- Meta to receive $3.3 billion in tax breaks for Louisiana data center
- The company will not pay sales tax on GPU purchases for the site.
- The number of natural gas turbine plants needed to power the campus triples
Across the United States, AI data centers are being planned and built on a scale never seen before, and many states are attracting new investment by offering generous tax breaks.
Meta’s Hyperion campus, which will cost about $10 billion, will give the company $3.3 billion in tax breaks, according to a Sherwood News analysis.
The campus will cover 2,250 acres of Richland Parish, Louisiana or, as Mark Zuckerberg boasted, a site that will be “so large that it would cover a significant portion of Manhattan.”
Data centers are the new gentrification
Before the data center was announced, Richland Parish was experiencing a gradual decline in its agricultural industry, with farms dropping 11% between 2017 and 2022. For a county experiencing an economic downturn, the opportunity for such an investment is too good to pass up.
The Hyperion site was announced in January 2025, and by September of the same year, home prices in Richland Parish had increased more than 170%. While residents in the vicinity of the site can now own properties worth significantly more than their purchase price, updated tax assessments could force them to sell.
The average weekly wage for a Richland Parish resident in the third quarter of 2025 was just $870, or just over $41,000 per year, well below the 2025 U.S. average of $63,795 and one of the lowest average wages in the U.S. The rapid rise in housing costs is likely driving local residents out of the area, with the data center acting as a substitute for new era for gentrification. Once completed, the site is expected to contribute just 500 long-term operational jobs.
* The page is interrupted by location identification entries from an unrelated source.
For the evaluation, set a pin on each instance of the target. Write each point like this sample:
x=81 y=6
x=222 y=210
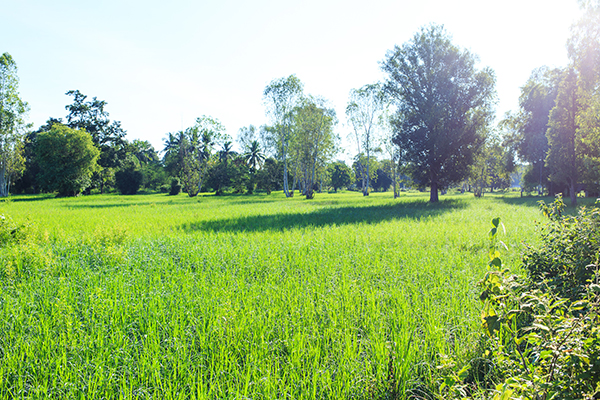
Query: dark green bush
x=570 y=247
x=128 y=180
x=543 y=330
x=11 y=232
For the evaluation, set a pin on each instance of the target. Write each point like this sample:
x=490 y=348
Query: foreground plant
x=543 y=335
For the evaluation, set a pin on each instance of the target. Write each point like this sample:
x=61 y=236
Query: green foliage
x=12 y=113
x=544 y=340
x=444 y=106
x=341 y=175
x=268 y=178
x=569 y=251
x=67 y=158
x=175 y=187
x=129 y=179
x=242 y=296
x=11 y=232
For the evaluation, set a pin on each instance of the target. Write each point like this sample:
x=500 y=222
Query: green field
x=239 y=297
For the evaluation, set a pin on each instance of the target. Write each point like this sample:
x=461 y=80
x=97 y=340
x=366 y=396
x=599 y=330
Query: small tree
x=67 y=159
x=341 y=175
x=12 y=112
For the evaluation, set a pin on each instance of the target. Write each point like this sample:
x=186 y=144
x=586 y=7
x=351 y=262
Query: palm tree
x=254 y=157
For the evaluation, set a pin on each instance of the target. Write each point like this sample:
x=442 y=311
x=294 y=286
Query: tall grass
x=244 y=297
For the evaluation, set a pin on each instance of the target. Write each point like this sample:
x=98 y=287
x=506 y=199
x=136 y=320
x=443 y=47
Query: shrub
x=570 y=247
x=11 y=232
x=543 y=329
x=128 y=180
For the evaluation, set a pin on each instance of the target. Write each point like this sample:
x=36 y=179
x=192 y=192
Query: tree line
x=428 y=125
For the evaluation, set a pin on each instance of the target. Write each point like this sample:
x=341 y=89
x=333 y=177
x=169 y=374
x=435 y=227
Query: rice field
x=245 y=297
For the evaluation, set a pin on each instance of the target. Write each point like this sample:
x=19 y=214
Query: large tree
x=108 y=137
x=364 y=108
x=444 y=106
x=281 y=97
x=12 y=112
x=565 y=158
x=315 y=140
x=66 y=158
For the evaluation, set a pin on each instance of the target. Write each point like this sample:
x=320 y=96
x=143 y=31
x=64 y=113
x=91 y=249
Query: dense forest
x=429 y=124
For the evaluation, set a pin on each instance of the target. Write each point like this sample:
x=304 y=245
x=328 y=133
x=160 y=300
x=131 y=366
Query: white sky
x=160 y=64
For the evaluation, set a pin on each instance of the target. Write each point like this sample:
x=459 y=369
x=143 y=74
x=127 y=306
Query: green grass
x=261 y=297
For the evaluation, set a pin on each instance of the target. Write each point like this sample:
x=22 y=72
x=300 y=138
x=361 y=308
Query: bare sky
x=159 y=64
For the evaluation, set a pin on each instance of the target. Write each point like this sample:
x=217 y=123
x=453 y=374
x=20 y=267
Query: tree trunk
x=433 y=195
x=4 y=185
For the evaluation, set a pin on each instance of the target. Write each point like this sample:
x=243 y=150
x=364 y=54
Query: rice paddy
x=245 y=297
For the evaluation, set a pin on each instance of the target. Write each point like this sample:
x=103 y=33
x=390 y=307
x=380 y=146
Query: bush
x=570 y=246
x=11 y=232
x=543 y=329
x=128 y=180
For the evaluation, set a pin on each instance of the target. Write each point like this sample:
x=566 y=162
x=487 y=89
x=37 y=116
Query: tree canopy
x=67 y=158
x=444 y=106
x=12 y=112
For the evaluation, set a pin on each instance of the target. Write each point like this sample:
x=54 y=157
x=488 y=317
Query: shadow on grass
x=533 y=201
x=327 y=216
x=527 y=201
x=31 y=198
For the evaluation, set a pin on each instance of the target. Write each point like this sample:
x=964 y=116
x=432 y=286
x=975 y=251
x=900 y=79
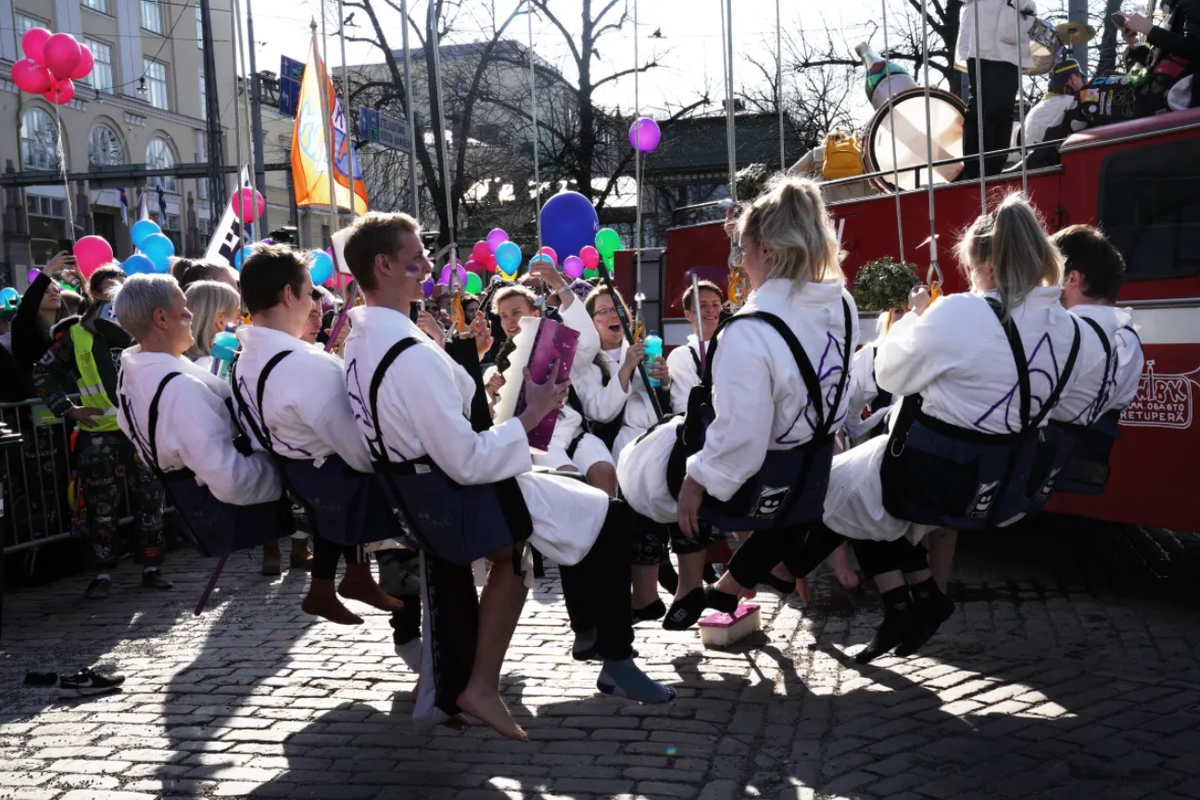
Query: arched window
x=39 y=140
x=105 y=146
x=161 y=156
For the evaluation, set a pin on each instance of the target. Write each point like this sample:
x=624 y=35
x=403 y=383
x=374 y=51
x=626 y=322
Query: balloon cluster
x=52 y=64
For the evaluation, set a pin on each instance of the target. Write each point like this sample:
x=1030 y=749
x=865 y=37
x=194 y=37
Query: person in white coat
x=991 y=67
x=421 y=404
x=195 y=428
x=305 y=414
x=957 y=356
x=791 y=258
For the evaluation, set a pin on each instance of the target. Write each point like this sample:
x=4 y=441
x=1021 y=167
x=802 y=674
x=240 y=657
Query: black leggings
x=802 y=548
x=325 y=554
x=597 y=589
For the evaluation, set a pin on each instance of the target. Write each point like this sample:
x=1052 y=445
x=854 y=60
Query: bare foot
x=490 y=710
x=330 y=608
x=366 y=590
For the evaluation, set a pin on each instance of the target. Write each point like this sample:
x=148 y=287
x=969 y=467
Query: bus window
x=1150 y=209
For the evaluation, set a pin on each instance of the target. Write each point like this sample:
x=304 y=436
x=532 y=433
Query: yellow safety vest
x=91 y=388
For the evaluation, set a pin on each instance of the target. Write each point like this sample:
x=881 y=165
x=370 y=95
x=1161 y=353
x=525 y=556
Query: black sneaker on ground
x=88 y=681
x=154 y=579
x=99 y=589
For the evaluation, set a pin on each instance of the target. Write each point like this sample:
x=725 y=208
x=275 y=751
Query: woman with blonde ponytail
x=773 y=396
x=955 y=364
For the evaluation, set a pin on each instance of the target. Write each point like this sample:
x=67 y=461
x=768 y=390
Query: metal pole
x=412 y=119
x=323 y=94
x=346 y=109
x=256 y=119
x=216 y=158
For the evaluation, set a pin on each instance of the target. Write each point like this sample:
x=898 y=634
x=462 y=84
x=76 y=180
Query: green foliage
x=885 y=284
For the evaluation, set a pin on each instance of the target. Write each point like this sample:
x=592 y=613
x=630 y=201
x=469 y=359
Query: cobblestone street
x=1050 y=681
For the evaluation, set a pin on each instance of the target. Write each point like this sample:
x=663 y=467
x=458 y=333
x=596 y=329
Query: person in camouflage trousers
x=84 y=358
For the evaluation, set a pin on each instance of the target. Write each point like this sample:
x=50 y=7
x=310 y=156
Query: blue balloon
x=160 y=250
x=135 y=264
x=322 y=268
x=143 y=229
x=569 y=223
x=508 y=257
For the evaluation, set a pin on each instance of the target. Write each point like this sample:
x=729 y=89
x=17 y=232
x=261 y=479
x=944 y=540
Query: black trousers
x=325 y=554
x=1001 y=82
x=803 y=548
x=597 y=589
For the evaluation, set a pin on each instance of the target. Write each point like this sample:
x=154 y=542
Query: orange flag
x=310 y=151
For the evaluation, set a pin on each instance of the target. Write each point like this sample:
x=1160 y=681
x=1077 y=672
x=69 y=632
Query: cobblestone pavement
x=1050 y=681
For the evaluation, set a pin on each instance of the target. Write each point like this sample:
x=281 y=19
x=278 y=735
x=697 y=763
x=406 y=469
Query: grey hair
x=205 y=300
x=138 y=298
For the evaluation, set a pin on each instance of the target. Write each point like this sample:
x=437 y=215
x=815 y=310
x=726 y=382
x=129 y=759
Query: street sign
x=291 y=74
x=383 y=128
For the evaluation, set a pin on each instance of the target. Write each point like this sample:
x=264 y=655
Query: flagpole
x=323 y=94
x=346 y=109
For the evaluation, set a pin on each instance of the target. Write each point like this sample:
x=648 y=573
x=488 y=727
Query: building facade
x=143 y=103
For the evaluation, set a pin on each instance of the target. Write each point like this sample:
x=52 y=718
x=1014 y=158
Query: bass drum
x=946 y=116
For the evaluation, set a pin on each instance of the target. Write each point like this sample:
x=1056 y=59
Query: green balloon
x=607 y=242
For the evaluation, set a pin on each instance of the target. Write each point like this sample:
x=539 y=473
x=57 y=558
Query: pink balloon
x=91 y=252
x=63 y=55
x=34 y=43
x=31 y=77
x=247 y=204
x=61 y=92
x=573 y=268
x=85 y=64
x=496 y=238
x=591 y=257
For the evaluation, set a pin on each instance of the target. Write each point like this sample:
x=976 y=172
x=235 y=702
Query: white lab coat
x=305 y=404
x=1086 y=404
x=423 y=405
x=757 y=394
x=958 y=359
x=684 y=373
x=997 y=32
x=195 y=428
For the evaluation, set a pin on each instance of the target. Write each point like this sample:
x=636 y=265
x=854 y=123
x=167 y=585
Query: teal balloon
x=160 y=250
x=508 y=257
x=136 y=264
x=143 y=229
x=322 y=268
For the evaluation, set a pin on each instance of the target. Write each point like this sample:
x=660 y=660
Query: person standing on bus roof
x=995 y=66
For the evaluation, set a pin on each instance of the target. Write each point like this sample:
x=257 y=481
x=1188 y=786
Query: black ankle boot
x=933 y=607
x=900 y=621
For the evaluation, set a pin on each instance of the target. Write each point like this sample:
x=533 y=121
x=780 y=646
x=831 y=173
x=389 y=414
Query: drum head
x=907 y=119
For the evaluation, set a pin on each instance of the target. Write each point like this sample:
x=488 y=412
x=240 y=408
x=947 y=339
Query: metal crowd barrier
x=37 y=479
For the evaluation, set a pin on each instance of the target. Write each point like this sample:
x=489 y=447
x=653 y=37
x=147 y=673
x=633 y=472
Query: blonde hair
x=1014 y=240
x=205 y=300
x=791 y=218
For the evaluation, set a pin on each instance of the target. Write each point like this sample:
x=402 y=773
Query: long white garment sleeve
x=195 y=428
x=423 y=403
x=958 y=359
x=304 y=403
x=759 y=396
x=683 y=364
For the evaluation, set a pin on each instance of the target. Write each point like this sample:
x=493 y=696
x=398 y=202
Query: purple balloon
x=445 y=275
x=573 y=266
x=645 y=134
x=496 y=238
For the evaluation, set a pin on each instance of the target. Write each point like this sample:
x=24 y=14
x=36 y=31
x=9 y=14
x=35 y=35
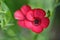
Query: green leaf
x=10 y=32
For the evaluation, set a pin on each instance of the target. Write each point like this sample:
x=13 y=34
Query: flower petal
x=28 y=24
x=44 y=22
x=30 y=15
x=34 y=28
x=37 y=29
x=39 y=13
x=18 y=15
x=21 y=23
x=25 y=9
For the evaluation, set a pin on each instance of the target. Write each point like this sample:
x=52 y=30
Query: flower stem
x=35 y=37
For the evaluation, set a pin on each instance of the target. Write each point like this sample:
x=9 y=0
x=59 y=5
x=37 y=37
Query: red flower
x=33 y=19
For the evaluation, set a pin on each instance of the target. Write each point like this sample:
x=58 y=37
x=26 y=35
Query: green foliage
x=9 y=25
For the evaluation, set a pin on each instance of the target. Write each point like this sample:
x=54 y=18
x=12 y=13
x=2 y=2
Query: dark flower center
x=36 y=21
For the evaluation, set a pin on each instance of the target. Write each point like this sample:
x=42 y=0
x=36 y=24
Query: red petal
x=28 y=24
x=21 y=23
x=39 y=13
x=37 y=29
x=44 y=22
x=18 y=15
x=30 y=16
x=34 y=28
x=25 y=9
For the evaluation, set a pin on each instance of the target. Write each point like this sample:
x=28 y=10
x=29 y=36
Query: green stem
x=35 y=37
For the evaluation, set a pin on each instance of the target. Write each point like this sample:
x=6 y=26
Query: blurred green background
x=9 y=30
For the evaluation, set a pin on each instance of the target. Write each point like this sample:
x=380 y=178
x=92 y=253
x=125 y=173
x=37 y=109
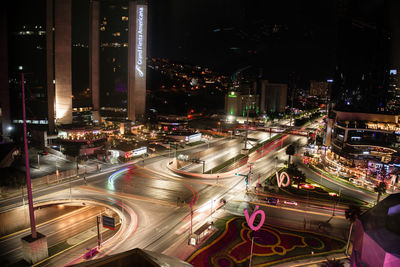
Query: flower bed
x=272 y=245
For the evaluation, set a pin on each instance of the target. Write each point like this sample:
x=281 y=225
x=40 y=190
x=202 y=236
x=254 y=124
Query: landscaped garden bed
x=231 y=245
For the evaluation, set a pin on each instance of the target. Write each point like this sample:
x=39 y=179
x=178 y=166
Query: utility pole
x=247 y=119
x=98 y=232
x=191 y=218
x=28 y=175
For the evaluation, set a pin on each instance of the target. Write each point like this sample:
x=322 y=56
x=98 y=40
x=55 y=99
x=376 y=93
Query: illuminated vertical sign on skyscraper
x=137 y=60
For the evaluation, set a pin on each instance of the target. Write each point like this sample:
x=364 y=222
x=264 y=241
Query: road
x=154 y=202
x=56 y=231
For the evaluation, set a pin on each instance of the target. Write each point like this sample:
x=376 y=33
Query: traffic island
x=34 y=249
x=231 y=245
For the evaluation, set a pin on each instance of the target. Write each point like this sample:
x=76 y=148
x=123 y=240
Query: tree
x=351 y=215
x=380 y=189
x=290 y=150
x=332 y=263
x=296 y=174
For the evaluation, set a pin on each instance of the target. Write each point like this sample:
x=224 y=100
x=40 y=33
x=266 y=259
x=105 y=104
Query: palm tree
x=290 y=150
x=380 y=189
x=351 y=214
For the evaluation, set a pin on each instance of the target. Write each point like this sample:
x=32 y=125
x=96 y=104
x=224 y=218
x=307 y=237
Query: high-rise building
x=273 y=97
x=62 y=61
x=94 y=57
x=319 y=89
x=137 y=59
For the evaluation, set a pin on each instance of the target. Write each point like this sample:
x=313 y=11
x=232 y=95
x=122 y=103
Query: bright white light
x=139 y=43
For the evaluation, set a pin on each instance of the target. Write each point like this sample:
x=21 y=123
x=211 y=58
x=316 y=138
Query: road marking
x=127 y=195
x=46 y=222
x=291 y=209
x=71 y=247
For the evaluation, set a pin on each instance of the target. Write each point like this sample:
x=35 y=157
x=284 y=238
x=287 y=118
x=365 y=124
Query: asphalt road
x=147 y=195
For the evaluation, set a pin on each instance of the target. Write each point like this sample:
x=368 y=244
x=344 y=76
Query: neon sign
x=139 y=42
x=281 y=178
x=250 y=219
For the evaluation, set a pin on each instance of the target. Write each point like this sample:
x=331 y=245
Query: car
x=272 y=200
x=290 y=202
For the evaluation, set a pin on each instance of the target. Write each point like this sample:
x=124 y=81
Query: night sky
x=276 y=37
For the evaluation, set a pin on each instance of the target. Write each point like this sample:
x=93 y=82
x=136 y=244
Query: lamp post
x=39 y=161
x=28 y=175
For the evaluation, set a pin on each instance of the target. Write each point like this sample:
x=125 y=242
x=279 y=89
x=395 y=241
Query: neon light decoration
x=139 y=44
x=281 y=178
x=250 y=220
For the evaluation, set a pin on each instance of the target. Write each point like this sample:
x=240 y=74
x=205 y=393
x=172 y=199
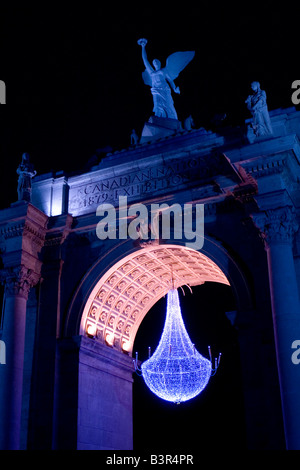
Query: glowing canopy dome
x=176 y=371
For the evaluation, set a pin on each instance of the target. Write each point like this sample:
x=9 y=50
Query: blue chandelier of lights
x=176 y=372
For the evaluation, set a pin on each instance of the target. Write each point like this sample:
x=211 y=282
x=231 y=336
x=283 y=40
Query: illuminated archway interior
x=123 y=296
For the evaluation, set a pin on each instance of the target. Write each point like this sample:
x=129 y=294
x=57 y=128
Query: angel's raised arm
x=143 y=42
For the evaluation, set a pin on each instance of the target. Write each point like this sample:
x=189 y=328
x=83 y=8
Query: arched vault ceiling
x=124 y=295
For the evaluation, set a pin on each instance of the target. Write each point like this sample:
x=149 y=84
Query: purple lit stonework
x=74 y=304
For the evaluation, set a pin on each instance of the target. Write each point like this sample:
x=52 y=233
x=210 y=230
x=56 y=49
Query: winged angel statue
x=161 y=79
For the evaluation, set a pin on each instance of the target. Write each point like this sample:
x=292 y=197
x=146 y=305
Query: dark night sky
x=73 y=74
x=74 y=85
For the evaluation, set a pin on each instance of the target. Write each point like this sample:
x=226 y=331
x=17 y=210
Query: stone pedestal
x=158 y=128
x=101 y=410
x=23 y=229
x=278 y=227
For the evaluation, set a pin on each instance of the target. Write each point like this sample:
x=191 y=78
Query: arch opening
x=126 y=292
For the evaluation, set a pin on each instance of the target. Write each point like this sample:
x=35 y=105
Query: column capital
x=276 y=225
x=19 y=280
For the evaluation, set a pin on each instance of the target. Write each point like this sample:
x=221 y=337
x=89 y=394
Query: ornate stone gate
x=73 y=303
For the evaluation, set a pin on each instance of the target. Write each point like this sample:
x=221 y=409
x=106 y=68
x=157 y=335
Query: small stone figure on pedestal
x=257 y=104
x=161 y=79
x=26 y=172
x=134 y=138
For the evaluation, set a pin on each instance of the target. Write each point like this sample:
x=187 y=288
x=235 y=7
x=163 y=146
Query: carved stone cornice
x=276 y=225
x=19 y=280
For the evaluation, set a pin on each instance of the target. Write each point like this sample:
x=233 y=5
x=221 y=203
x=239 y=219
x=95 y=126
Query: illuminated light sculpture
x=176 y=371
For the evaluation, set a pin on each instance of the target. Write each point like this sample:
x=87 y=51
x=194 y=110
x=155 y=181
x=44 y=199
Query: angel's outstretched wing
x=177 y=62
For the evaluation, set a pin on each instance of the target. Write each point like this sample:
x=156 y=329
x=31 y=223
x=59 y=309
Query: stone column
x=277 y=227
x=18 y=282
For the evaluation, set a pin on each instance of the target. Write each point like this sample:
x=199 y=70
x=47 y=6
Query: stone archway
x=105 y=314
x=124 y=295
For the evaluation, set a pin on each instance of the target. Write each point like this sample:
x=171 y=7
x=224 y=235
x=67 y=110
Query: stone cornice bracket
x=19 y=280
x=276 y=225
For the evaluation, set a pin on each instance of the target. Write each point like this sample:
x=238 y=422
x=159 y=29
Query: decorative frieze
x=277 y=225
x=19 y=280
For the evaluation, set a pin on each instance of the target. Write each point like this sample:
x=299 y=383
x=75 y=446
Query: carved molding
x=19 y=280
x=277 y=225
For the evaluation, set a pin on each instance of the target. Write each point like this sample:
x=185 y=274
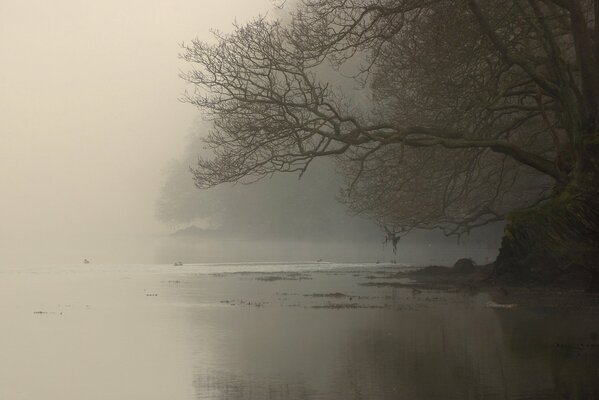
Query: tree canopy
x=478 y=107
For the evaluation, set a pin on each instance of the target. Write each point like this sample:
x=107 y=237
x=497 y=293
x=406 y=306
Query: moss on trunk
x=542 y=243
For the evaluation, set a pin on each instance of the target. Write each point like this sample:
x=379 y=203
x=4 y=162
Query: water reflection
x=277 y=335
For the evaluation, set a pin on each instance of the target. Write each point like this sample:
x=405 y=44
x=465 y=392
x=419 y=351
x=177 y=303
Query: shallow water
x=278 y=331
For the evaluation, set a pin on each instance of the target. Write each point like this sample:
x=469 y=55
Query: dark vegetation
x=479 y=111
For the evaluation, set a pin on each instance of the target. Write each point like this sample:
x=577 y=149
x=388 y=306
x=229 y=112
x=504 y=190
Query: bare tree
x=479 y=108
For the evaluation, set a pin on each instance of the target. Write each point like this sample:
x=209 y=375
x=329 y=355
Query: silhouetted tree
x=481 y=110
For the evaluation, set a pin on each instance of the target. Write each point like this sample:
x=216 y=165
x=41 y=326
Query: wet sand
x=289 y=331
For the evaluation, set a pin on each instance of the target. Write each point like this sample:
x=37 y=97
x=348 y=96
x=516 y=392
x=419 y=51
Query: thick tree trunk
x=544 y=242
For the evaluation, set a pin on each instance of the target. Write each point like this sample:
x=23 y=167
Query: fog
x=90 y=117
x=96 y=147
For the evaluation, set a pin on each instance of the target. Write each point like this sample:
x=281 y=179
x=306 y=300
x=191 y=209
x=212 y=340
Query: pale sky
x=90 y=116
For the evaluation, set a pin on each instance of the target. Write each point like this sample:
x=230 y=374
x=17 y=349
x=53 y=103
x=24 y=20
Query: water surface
x=277 y=331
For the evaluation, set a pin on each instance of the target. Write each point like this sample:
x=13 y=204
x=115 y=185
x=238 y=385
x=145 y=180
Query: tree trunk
x=542 y=243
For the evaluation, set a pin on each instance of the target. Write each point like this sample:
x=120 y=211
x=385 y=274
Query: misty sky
x=90 y=115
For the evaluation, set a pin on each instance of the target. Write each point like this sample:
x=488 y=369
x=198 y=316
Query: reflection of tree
x=566 y=341
x=443 y=349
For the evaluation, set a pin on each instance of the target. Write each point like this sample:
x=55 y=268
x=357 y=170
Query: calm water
x=275 y=331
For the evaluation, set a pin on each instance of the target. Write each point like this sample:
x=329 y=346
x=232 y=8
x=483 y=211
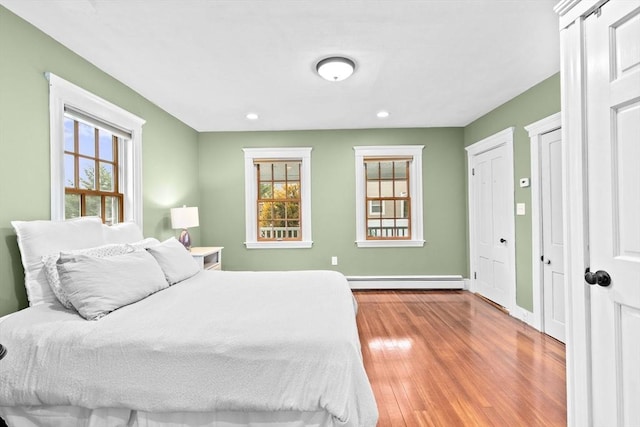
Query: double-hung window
x=96 y=156
x=91 y=169
x=278 y=197
x=389 y=196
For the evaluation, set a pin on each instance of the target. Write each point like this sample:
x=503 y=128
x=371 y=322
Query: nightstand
x=208 y=258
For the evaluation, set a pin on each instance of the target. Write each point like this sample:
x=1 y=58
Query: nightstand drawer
x=208 y=258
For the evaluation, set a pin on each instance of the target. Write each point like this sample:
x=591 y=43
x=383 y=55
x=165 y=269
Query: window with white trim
x=389 y=196
x=278 y=197
x=96 y=156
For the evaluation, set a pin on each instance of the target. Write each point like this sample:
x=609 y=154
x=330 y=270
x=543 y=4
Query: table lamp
x=184 y=218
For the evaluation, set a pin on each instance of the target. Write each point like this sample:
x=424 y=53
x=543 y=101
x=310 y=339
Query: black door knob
x=600 y=278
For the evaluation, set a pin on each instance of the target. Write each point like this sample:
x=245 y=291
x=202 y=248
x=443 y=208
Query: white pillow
x=51 y=269
x=176 y=262
x=39 y=238
x=144 y=244
x=98 y=286
x=125 y=232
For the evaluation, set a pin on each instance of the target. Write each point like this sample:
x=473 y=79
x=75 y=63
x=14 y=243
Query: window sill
x=303 y=244
x=390 y=243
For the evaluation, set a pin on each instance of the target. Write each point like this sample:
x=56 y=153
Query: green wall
x=170 y=148
x=333 y=206
x=181 y=166
x=536 y=103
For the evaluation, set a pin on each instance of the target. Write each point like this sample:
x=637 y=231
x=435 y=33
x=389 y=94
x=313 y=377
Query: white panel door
x=613 y=143
x=492 y=278
x=553 y=285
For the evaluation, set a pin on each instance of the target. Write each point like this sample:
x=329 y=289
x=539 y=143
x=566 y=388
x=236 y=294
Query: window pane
x=373 y=171
x=86 y=140
x=71 y=206
x=265 y=211
x=400 y=169
x=92 y=207
x=112 y=210
x=106 y=177
x=386 y=170
x=68 y=134
x=373 y=189
x=293 y=171
x=278 y=191
x=278 y=210
x=293 y=190
x=402 y=188
x=386 y=188
x=265 y=171
x=266 y=191
x=265 y=230
x=87 y=174
x=293 y=210
x=69 y=171
x=105 y=145
x=374 y=228
x=279 y=169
The Hyperion campus has also required the construction of new power generation sites. Entergy Louisiana, the energy provider contracted to supply electricity to Meta’s Hyperion site, was to build three new natural gas turbine plants. However, the Louisiana Public Utilities Commission (LPSC) has since approved a fast-track request to triple the number of plants.
The approved application has since faced numerous petitions from other energy providers, along with the Alliance for Affordable Energy and the Union of Concerned Scientists. The new gas turbine plants will add another 5,200 megawatts of fossil fuel-powered power generation to the existing 2,262 megawatts already under construction for the Hyperion campus.
Natural gas turbine sites are known for the noise level they generate, with larger sites having a noise profile similar to that of a commercial airport. There have also been numerous complaints from residents living near data centers who have experienced nausea, dizziness, and other symptoms associated with the hidden effects of infrasound.